36. Los datos sobre opinión pública entre marzo y junio de 1993 muestran un descenso brusco en la reacción favorable ante el manejo, por parte del gobierno, de las relaciones con el Ejército (de 48,0% a 27,4%) y de los derechos humanos (de 46,1% a 38%): “Estudio social y de opinión pública núm. 20, julio 1993”, Santiago: agosto de 1993, p. 52.

37. De Brito, Human Rights and Democratisation in Latin America: Uruguay and Chile. Nueva York: 1997, pp. 152-188, y passim.

38. Véase Garretón et al. M. A. Garretón, et al., Los chilenos y la democracia: la opinión pública, 1991-1994. Volumen 3: Informe 1993, Santiago: Participa, 1993, p. 64-66.
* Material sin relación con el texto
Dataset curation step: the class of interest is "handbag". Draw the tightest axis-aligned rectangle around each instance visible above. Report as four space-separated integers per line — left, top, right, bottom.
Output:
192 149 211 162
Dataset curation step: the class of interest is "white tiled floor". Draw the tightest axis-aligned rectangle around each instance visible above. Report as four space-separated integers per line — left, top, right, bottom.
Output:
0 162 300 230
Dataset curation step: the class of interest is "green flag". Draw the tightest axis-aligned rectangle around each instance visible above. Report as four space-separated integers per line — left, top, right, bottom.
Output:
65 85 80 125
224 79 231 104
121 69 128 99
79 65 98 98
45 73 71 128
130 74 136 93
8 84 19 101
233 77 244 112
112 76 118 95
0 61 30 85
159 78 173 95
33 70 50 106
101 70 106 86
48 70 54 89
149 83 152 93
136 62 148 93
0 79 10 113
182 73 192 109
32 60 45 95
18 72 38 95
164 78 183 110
39. Ante la creciente presión internacional sobre la dictadura, el caso se eximió expresamente de la ley de Amnistía autoproclamada en 1978. La transición pactada de Chile a la democracia significó aceptar la legitimidad de esta ley, que los gobiernos de la Concertación no lograron revocar debido a la presencia de senadores designados y la representación excesiva de derecha en el Congreso.
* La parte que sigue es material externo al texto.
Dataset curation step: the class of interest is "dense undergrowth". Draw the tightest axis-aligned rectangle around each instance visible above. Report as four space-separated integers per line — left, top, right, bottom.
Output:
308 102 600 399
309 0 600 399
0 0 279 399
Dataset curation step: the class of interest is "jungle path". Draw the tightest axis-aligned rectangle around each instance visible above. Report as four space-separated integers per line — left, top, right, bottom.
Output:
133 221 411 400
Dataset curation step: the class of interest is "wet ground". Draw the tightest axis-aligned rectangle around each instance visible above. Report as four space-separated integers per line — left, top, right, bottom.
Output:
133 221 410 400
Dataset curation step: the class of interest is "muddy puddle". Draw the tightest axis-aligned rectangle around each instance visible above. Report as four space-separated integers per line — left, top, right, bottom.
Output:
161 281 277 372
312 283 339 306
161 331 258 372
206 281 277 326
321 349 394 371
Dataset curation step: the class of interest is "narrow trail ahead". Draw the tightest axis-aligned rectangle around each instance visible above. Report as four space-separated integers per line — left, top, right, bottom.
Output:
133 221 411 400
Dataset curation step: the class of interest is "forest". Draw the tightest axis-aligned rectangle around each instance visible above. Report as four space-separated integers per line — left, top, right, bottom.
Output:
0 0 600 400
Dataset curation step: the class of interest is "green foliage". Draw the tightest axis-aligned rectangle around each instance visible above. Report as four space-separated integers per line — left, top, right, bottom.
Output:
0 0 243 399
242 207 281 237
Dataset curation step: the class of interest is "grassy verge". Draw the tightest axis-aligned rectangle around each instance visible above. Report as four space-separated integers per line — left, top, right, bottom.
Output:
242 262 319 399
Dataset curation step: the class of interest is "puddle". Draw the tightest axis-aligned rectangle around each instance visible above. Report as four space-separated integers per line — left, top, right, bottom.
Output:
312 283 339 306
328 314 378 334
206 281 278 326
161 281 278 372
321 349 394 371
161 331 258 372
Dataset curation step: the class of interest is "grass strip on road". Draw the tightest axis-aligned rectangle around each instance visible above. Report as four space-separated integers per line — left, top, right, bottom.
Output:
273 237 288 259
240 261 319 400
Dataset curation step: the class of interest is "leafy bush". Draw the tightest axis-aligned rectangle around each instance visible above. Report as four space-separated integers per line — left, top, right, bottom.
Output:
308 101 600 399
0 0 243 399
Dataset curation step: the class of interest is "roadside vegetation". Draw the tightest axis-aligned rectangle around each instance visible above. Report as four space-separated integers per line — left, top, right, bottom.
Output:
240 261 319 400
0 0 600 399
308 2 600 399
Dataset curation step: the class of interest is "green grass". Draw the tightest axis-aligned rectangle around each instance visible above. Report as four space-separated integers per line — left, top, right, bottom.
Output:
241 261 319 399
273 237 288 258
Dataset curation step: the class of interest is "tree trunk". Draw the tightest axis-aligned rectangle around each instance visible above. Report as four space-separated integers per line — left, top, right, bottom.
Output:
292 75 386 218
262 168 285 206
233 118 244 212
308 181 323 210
40. Desde 1990, los gobiernos, con cierta medida de éxito, han procurado promover a jueces comprometidos con la reforma y trasladar ciertos casos de la justicia militar a la justicia civil. Con respecto a la falta de protección de los derechos humanos en los tribunales durante la dictadura, véase Informe de la Comisión Nacional de Verdad y Reconciliación (Informe Rettig). Secretaría general de gobierno, Santiago: 1991 y J. Correa Sutil, “‘No Victorious Army has ever been Prosecuted…’: the Unsettled Story of Transitional Justice in Chile”. A. J. McAdams (ed.), Transitional Justice and the Rule of Law in New Democracies. Notre Dame, Indiana: The University of Notre Dame Press, 1997, pp. 125-154.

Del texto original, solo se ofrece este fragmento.